“I’m going to open a very safe place for my staff and my clientele,” Everything’s Relative owner Joan Each Rowan said. “Pandemics are going to come and go, I believe, so I’ve planned for the future.”
When customers walk in and there will be a temperature check, hand sanitizer and a hand-made bio-degradable mask.
The styling stations, shampoo bowls and other stations are now separated by glass framed in aluminum.
You wouldn’t know this was a recent add-on.
“Isn’t is gorgeous?” Rowan said.
Her husband, who is president of Christopher Glass and Aluminum, supplied materials and expertise and they worked with a designer.
“It’s an amazing thing. They came in and measured it and three days later they installed it in eight hours,” she said.
The stations were already six feet apart.

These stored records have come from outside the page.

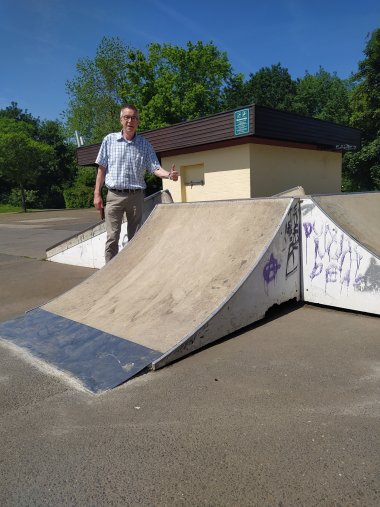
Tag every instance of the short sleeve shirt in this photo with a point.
(126, 161)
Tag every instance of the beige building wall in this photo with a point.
(252, 170)
(275, 169)
(225, 173)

“But I knew that wasn’t going to be enough because people talk and they laugh and they squeal,” she said. “That produces an environment for a virus to float around. By having the partitions, that virus will slam into a glass wall that will be cleaned continuously.”
Everything's Relative has 22 employees and it will have two shifts to help limit the number of people in the salon.
She plans to open on June 1. She will have been closed for 10 weeks.
“It takes time to slay a dragon and I will follow the rules and I will follow the law and I will follow science," Rowan said. "Safety is the new luxury. In the salon industry, we have to take it very seriously because people love going to the salon. They love it but they may be hesitant if they don't feel safe."
Phones have been ringing off the hook, she says, people anxious for cuts, color and manicures.